Restaurant Brands International, the owner of Burger King and the Tim Hortons coffee and doughnut chain, reported a better-than-expected quarterly profit as menu items such as Burger King’s new flavors of chicken fries boosted sales.
Comparable sales—sales at established stores —at Tim Hortons rose 6.3% in the fourth quarter, excluding currency impact, helped by strong demand for products such as Nutella pockets and grilled wraps.
Burger King (qsr) comparable sales increased 3.9%, excluding currency impact, helped by new flavors of chicken fries, a new “2 for $5” offer and a pitch-black burger that the company launched for Halloween.

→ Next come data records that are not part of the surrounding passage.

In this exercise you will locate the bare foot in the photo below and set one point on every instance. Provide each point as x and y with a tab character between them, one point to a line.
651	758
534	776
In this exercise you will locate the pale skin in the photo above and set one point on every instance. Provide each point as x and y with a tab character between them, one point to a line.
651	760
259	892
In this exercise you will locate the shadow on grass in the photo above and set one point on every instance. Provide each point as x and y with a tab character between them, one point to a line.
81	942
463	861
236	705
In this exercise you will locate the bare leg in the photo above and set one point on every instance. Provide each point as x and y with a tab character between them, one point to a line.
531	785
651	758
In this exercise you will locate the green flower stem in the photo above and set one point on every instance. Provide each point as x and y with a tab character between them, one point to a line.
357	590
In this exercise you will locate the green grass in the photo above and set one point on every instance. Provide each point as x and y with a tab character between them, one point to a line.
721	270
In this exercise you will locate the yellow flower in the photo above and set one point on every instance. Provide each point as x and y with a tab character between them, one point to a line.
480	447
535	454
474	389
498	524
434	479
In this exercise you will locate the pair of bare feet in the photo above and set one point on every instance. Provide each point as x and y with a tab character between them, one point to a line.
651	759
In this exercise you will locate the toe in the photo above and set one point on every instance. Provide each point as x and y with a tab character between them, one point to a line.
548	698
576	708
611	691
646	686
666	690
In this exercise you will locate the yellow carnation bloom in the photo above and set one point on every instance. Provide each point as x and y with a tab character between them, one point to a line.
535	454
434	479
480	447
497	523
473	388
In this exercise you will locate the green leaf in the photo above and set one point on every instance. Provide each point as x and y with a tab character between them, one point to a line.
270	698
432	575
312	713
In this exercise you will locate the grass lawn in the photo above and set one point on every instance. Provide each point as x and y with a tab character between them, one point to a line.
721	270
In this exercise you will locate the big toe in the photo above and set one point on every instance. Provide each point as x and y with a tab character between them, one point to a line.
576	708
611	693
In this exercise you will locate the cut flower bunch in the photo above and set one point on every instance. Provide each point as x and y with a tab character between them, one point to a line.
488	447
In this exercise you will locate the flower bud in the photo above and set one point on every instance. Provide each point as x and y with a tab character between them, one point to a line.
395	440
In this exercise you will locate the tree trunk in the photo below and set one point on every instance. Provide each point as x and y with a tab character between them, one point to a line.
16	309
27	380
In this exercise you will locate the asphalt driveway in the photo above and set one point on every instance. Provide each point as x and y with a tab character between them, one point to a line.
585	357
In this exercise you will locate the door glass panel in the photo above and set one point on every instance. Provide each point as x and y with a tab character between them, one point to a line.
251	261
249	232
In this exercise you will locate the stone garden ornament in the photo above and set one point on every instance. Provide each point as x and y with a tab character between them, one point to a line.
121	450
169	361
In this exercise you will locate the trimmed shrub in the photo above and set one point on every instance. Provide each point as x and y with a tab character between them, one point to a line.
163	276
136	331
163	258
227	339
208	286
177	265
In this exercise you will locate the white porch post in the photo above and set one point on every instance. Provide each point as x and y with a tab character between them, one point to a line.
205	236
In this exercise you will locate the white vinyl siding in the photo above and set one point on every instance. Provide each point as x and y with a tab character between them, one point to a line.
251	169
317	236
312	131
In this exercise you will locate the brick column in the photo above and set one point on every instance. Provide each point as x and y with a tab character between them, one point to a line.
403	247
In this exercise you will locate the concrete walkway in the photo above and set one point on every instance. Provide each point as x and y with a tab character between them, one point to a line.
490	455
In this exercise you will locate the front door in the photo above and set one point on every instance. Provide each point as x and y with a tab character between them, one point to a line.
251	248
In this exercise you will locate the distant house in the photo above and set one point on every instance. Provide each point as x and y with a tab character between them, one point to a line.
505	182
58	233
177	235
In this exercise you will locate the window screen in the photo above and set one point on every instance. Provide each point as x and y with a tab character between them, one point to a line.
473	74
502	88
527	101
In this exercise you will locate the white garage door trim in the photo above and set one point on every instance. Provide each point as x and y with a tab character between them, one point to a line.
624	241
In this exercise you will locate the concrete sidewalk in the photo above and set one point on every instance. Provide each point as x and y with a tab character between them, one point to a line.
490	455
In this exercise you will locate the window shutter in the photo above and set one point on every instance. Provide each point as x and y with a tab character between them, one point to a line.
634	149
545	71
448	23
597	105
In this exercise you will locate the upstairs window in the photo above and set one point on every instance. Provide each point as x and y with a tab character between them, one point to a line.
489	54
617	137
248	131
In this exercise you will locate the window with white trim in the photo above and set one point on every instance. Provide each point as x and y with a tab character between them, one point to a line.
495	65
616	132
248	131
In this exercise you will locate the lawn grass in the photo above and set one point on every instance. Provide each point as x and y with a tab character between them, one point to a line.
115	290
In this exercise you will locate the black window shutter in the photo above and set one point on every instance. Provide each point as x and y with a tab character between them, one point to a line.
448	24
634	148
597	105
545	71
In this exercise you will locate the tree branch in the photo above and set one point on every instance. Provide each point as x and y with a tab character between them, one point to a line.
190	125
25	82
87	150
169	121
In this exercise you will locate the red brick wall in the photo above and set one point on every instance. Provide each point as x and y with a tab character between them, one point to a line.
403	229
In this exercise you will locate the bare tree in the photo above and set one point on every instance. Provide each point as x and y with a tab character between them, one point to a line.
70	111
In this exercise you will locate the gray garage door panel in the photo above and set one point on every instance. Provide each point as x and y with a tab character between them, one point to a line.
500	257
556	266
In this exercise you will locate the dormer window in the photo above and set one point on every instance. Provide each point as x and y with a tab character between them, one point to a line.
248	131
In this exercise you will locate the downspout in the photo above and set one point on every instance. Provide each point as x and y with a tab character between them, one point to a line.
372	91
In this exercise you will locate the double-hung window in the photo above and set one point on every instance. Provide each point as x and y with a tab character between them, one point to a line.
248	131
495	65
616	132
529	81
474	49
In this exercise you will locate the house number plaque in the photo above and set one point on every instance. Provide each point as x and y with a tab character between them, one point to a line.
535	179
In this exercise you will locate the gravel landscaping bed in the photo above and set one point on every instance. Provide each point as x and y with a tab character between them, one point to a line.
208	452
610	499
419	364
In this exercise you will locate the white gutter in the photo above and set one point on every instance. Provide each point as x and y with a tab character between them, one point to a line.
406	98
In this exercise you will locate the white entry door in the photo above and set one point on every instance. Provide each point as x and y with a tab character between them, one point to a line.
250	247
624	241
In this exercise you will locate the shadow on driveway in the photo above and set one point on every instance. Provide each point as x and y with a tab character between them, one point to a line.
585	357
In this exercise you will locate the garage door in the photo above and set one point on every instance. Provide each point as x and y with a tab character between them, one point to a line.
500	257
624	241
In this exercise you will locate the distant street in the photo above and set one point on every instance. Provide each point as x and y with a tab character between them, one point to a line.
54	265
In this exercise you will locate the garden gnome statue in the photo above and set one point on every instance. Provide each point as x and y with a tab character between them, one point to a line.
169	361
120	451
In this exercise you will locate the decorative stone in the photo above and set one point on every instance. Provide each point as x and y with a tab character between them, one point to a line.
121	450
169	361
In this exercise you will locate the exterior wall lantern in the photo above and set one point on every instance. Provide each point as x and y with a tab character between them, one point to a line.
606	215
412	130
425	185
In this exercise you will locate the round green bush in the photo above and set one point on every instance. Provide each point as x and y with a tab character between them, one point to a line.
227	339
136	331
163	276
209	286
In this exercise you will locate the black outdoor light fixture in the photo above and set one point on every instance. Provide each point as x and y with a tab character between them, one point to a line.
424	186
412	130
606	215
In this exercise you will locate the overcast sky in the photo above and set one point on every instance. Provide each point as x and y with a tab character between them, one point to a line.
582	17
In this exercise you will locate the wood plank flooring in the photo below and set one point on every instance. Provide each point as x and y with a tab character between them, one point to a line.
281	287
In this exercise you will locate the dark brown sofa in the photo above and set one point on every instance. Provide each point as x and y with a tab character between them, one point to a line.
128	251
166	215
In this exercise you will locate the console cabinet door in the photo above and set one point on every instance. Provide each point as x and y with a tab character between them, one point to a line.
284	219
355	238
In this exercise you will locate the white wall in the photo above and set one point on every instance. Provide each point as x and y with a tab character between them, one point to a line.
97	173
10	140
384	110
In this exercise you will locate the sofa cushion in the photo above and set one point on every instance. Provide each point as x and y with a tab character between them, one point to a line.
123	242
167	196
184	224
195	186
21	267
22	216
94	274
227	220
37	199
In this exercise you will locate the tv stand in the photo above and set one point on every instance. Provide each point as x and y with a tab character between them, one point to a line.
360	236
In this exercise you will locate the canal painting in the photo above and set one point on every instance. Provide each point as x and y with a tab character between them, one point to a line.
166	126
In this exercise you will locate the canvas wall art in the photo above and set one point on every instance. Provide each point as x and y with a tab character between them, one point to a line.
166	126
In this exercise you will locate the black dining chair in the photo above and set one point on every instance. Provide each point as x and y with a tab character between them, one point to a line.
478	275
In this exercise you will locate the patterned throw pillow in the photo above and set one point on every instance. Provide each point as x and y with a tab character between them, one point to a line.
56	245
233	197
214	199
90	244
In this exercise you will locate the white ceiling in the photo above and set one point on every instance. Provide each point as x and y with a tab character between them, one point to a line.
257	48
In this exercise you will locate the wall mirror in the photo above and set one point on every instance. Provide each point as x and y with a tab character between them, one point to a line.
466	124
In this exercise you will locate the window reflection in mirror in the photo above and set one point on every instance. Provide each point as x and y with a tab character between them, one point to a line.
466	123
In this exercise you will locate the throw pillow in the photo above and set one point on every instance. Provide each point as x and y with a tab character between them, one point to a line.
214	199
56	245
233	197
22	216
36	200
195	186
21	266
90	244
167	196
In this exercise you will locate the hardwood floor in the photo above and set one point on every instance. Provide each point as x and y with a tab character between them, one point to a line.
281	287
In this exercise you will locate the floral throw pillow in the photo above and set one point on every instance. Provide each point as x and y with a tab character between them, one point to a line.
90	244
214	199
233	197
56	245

Analysts had estimated comparable sales growth of 3.9% for Tim Hortons and 3.8% for Burger King, according to Consensus Metrix.
Restaurant Brands competes with burger chains such as McDonald’s (mcd) and Wendy’s (wen), who have also been adding new items to lure customers back. McDonald’s has a new all-day breakfast offer, while Wendy’s latest promotions include a “4 for $4 meal.”
Net profit attributable to Restaurant Brands’ shareholders was $51.7 million, or 25 cents per share, in the quarter ended Dec. 31, compared with a loss of $510.8 million, or $2.50 per share, a year earlier. The year-ago quarter was hurt by merger costs.
On a proforma basis, accounting for the merger of Burger King and Tim Hortons that closed in December 2014, net loss attributable to shareholders was $3.1 million, or 2 cents per share, last year.
Excluding items, Restaurant Brands posted a profit of 35 cents per share, beating the average analyst estimate of 29 cents, according to Thomson Reuters I/B/E/S.
In the latest fourth quarter, revenue more than doubled to $1.06 billion, but fell slightly on a pro-forma basis.